Я снова заплакала, и когда Нэн начала смеяться, я сильно разозлилась и шлепнула ее так, что она завопила. Мне стало ее жаль и я поцеловала несчастного ребенка, но она стала кричать еще громче, пока я ей не дала конфетку.
Вдруг мы почувствовали себя с Муном, как раньше, под теми колоколами. Мы стали с ним разговаривать на понятном только нам языке, мы обсуждали удивительные вещи, непонятные даже нам самим. Казалось, что мы, как духи, обсуждали происхождение молнии или ветра; перед нами уже не было травы Линкольн Инн, куда-то пропали все дома и игроки в шары, и мы с ним остались вдвоем на крутом берегу холодной речки, где плавали водяные птицы.
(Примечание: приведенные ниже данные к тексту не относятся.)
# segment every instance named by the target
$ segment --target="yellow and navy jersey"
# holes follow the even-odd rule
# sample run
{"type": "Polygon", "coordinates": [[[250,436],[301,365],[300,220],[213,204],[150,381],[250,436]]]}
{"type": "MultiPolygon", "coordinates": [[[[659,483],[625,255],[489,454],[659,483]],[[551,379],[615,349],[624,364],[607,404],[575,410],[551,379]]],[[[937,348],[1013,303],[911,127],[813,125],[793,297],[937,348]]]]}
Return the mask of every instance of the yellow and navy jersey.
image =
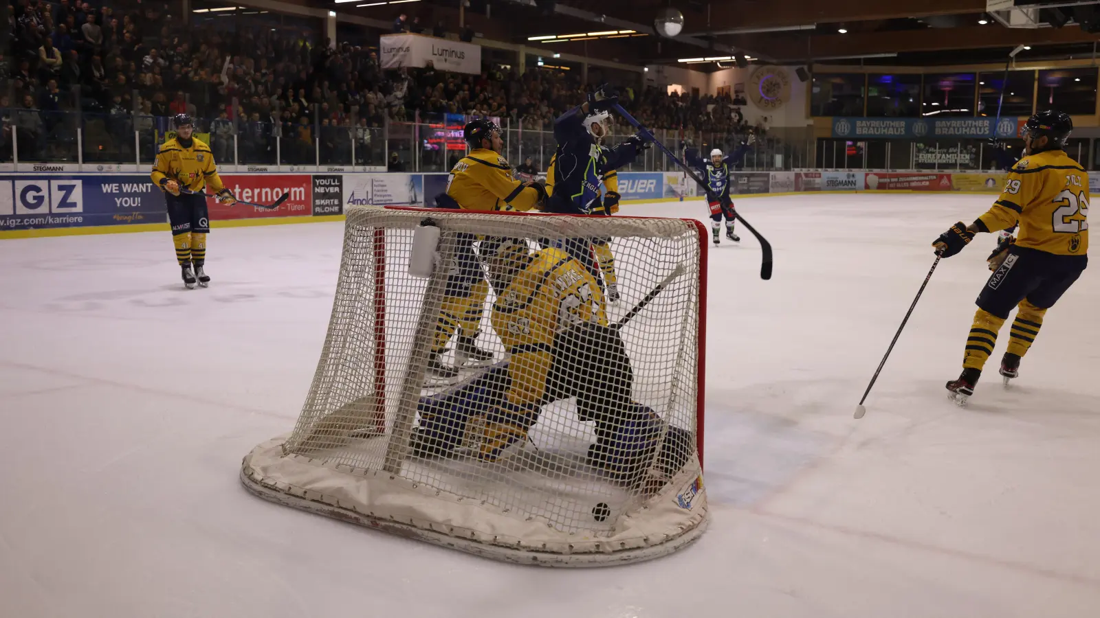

Я не знаю, как долго продолжался наш разговор. Но постепенно мы стали приходить в себя, река пропала и дома оказались на своих местах, и мы снова услышали звук сталкивающихся шаров. Послышался резкий голос звонаря прихода, предупреждавшего прихожан, чтобы они не бросали мусор на улицы.
Мы вскоре простились, но без поцелуев. Я понесла Нэн домой, а Мун отправился к игрокам в шары. Его последними словами, обращенными ко мне, были:
– Я больше тебя никогда не увижу, и эти слова напоминают мне, как в детстве, перед Новым годом я стоял в дверях за одну минуту до двенадцати и кричал брату Ральфу: "Прощай, милый братец, я отправляюсь в путешествие и не вернусь к тебе до будущего года!"
Муж пришел домой усталый от прогулки и спросил:
– Меня никто не спрашивал? Может, мне что-то просили передать или пришло письмо?
– Нет. У меня нет для тебя новостей, кроме того, что у нас кончился уголь, и нам его не привезли, хотя три дня назад торговец обещал. Ребенок спит. Ты будешь ужинать?
– Нет, через полчаса. Мы должны ценить солнечный свет: я могу успеть прочитать пару глав новой и опасной книги, которую мне прислал Совет для проверки, но я съем яблоко. Давай, жена, поторапливайся, сними с меня грязные сапоги и принеси домашние шлепанцы и кислое яблоко. Что ты стоишь и глазеешь на меня?
– Яблок в доме нет - ни кислых, ни сладких, - ответила я, нагибаясь, чтобы стянуть сапоги.
– Тебе придется есть мушмалу.
– Мушмала!
– заорал Мильтон.
– Мушмала! Ты что, совсем ничего не соображаешь? Неужели тебе не известно, что из всех фруктов мушмала хуже всего влияет на пищеварение? Я сказал, что желаю яблоко, и стану есть яблоко или ничего больше!
– Спаси нас Господи!
– воскликнула я.
– Какой ты упрямый! Вспомни строки из своей комедии о Рае:
"Адам: Я съем яблоко. Принеси мне кислое яблоко!
Ева: Муж мой, разве ты позабыл, что Господь запретил нам есть яблоки? Может, ты съешь мушмалу?